Chicken-fried steak is said to have been brought to Texas by German immigrants; like schnitzel, chicken-fried steak was a way to prepare tougher cuts of meat.
Here in Alabama, you're more likely to see country-fried steak on restaurant menus instead of chicken-fried steak. However, a LOT of places that offer 'country-fried', are actually serving 'chicken-fried' if you are to believe the differences between the two...
The number one difference is the gravy. Chicken-fried steak is always served with a cream gravy, where country-fried steak is served with a brown gravy (and often onions), much like a Salisbury steak. That being said, I see 'country-fried' steak served here with cream gravy all of the time, and even restaurants that offer a choice of gravies.

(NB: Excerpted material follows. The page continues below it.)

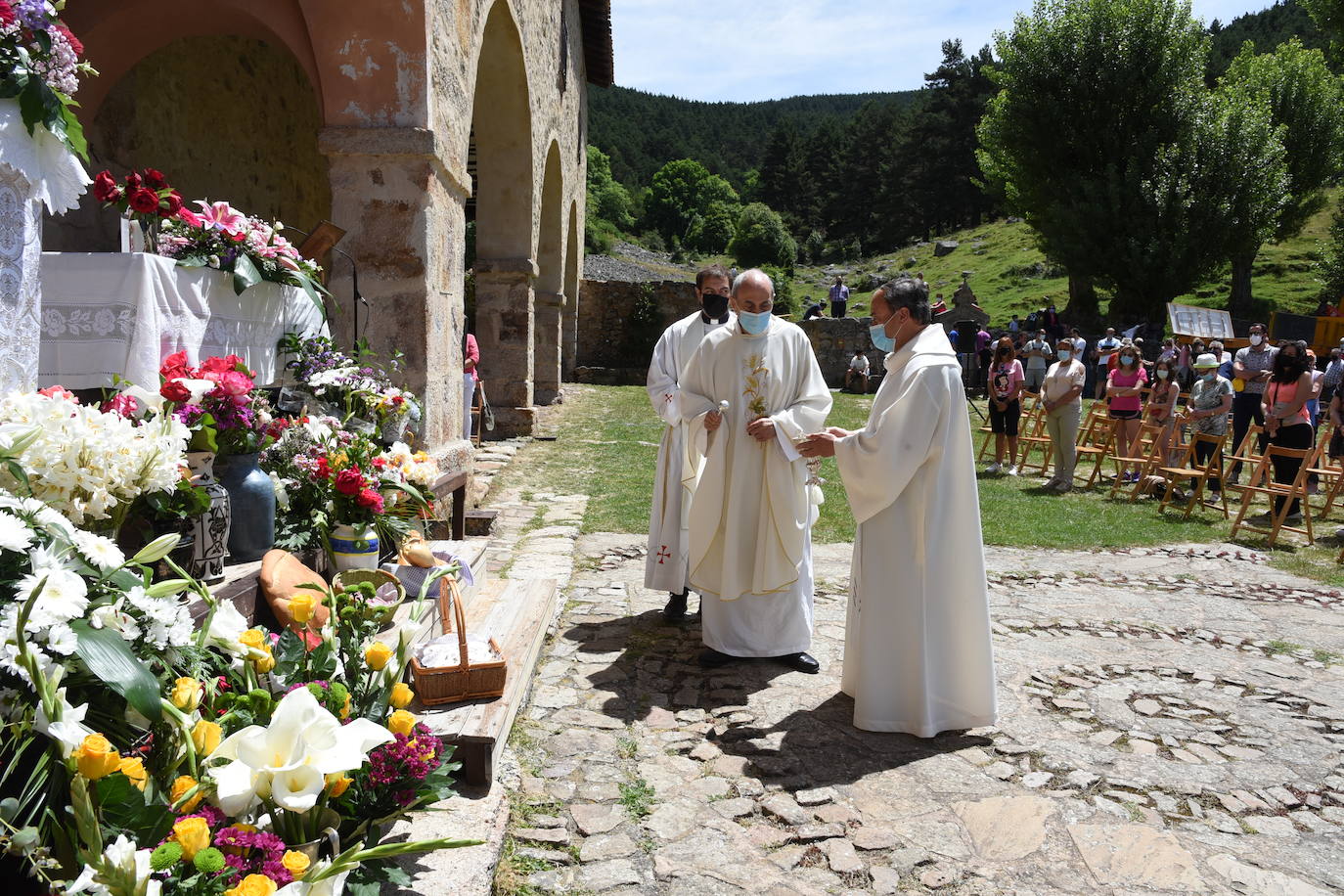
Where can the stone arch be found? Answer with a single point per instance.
(503, 202)
(550, 283)
(570, 313)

Next, it is said that chicken-fried steak is deep-fried, completely immersed in hot oil, while country-fried steak is pan-fried in a skillet. Chicken-fried steak typically has a crispier coating, with the gravy served on the side for dipping, which country-fried steak is sometimes smothered with the (brown) gravy, again, like Salisbury steak.

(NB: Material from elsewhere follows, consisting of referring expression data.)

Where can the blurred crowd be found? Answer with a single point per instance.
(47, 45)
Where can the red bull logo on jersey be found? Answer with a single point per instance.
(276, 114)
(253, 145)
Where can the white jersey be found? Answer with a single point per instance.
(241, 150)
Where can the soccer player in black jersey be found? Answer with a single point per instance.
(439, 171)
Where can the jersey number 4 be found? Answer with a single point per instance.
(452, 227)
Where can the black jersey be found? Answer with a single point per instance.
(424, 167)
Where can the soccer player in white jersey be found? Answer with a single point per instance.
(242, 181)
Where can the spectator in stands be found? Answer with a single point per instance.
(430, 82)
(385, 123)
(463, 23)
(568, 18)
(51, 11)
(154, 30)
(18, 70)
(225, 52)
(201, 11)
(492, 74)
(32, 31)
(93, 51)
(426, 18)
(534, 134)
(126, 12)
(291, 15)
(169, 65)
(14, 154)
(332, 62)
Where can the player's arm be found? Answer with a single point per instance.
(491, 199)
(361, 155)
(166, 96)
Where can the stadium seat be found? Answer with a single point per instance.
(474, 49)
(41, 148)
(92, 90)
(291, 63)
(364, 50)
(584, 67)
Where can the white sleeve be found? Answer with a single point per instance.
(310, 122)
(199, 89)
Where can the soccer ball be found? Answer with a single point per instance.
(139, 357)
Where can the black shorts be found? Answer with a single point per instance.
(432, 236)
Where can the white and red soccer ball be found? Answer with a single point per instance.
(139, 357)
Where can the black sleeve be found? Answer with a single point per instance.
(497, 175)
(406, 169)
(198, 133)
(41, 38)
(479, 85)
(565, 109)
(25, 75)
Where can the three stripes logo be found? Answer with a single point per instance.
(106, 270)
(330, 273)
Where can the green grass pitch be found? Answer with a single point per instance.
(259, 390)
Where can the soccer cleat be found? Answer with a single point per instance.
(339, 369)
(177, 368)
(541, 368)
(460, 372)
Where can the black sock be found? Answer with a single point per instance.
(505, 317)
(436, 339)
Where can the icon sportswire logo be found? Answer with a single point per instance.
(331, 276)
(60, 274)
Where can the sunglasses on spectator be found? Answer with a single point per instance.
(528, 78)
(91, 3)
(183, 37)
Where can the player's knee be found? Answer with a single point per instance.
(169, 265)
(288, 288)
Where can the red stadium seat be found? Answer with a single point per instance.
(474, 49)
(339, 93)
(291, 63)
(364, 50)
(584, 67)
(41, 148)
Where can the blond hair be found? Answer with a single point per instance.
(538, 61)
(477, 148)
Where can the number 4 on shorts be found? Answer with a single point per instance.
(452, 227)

Me, personally? I prefer a crispier coating and cream gravy - if I want my beef smothered in brown gravy, I'll just have a Salisbury steak instead. However, I prefer to pan-fry my steak instead of deep-frying. Either way, it's HARD to beat a hearty meal like chicken-fried steak, especially with some classic Southern sides like turnip greens or baked macaroni & cheese (I opted for creamed corn this time)!!
4-6 6oz beef cube steaks
2 cups all-purpose flour
1/2 tsp salt
1/2 tsp black pepper
1/2 tsp garlic powder
1 tsp paprika
2 eggs, room temperature and beaten
1/2 cup milk, room temperature
1/2 cup buttermilk, room temperature
Vegetable oil for frying
2 Tbsp pan drippings or bacon fat
2 Tbsp all-purpose flour
1 1/2 cups milk, room temperature
1 tsp black pepper
Salt to taste
Dip the steaks into the flour, lightly coating the meat. Dredge the floured steaks into the egg mixture, coating completely, then dip the steaks BACK into the flour mixture. If you have the counter space, split the flour mixture into TWO plates.

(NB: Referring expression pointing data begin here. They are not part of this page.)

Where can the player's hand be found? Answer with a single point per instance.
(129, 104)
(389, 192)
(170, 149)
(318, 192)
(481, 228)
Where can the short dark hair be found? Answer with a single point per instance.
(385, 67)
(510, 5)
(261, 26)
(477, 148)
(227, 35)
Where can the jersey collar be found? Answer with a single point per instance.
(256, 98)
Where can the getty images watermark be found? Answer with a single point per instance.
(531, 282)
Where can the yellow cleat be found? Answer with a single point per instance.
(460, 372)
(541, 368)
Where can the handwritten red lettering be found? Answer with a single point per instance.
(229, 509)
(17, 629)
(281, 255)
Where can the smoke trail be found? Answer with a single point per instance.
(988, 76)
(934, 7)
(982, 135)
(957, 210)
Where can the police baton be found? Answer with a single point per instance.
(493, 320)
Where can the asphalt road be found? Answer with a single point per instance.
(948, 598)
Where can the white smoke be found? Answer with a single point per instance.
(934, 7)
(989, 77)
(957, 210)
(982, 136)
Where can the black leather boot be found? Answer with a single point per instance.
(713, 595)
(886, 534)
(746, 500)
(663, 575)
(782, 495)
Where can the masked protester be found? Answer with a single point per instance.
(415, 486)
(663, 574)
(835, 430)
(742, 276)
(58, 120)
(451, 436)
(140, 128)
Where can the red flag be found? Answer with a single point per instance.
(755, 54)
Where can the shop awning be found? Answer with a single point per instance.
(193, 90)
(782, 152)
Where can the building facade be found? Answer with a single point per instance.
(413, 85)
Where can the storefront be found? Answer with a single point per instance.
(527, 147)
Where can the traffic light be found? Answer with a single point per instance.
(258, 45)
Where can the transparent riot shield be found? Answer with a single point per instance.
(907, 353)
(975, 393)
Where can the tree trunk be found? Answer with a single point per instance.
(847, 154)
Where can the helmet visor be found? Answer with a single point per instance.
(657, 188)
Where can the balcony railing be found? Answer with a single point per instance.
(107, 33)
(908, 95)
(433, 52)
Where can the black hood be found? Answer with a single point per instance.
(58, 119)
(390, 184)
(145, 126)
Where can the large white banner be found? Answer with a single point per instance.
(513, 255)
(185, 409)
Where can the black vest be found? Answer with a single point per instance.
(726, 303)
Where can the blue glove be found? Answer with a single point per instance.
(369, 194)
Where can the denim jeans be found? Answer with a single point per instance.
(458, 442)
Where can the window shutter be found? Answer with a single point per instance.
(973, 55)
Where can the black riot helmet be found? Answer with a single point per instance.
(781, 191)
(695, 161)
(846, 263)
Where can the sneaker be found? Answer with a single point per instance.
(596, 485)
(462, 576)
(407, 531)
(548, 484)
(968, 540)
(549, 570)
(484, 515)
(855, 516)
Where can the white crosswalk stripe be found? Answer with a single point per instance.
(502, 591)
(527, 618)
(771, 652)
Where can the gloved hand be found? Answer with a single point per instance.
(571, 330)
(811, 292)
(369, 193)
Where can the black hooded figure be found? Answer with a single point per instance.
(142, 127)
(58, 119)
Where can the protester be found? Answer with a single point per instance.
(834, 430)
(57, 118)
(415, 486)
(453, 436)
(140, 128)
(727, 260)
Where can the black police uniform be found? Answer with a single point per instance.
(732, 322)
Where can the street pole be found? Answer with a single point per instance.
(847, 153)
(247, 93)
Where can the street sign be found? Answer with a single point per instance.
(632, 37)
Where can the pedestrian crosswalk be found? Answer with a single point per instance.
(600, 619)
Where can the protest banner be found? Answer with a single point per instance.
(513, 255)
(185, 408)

Preheat the oven to 200°, and heat about 1/2" of oil to 355-365° in a large heavy cast iron skillet over medium to medium-high heat. Don't guess at the oil temperature; invest in a deep-fry candy thermometer and know for sure!
Once hot, add the steaks, making sure you don't overcrowd the skillet. Cook 2-3 minutes or until red juices bubble out of the top of the meat. Flip the steaks over and cook for 3-5 additional minutes or until golden brown. Drain on a wire rack set over paper towels, then keep warm in the oven.
Prepare the Gravy: Reserve about 2 Tbsp of the pan drippings or just use bacon fat. Over medium heat, combine the hot pan drippings and flour, whisking continuously, for 2-4 minutes or until a dark roux is formed.
Slowly add the milk, whisking continuously, until combined. Reduce the heat to low and cook, stirring, until thickened. Season with pepper and salt to taste, then serve with steaks.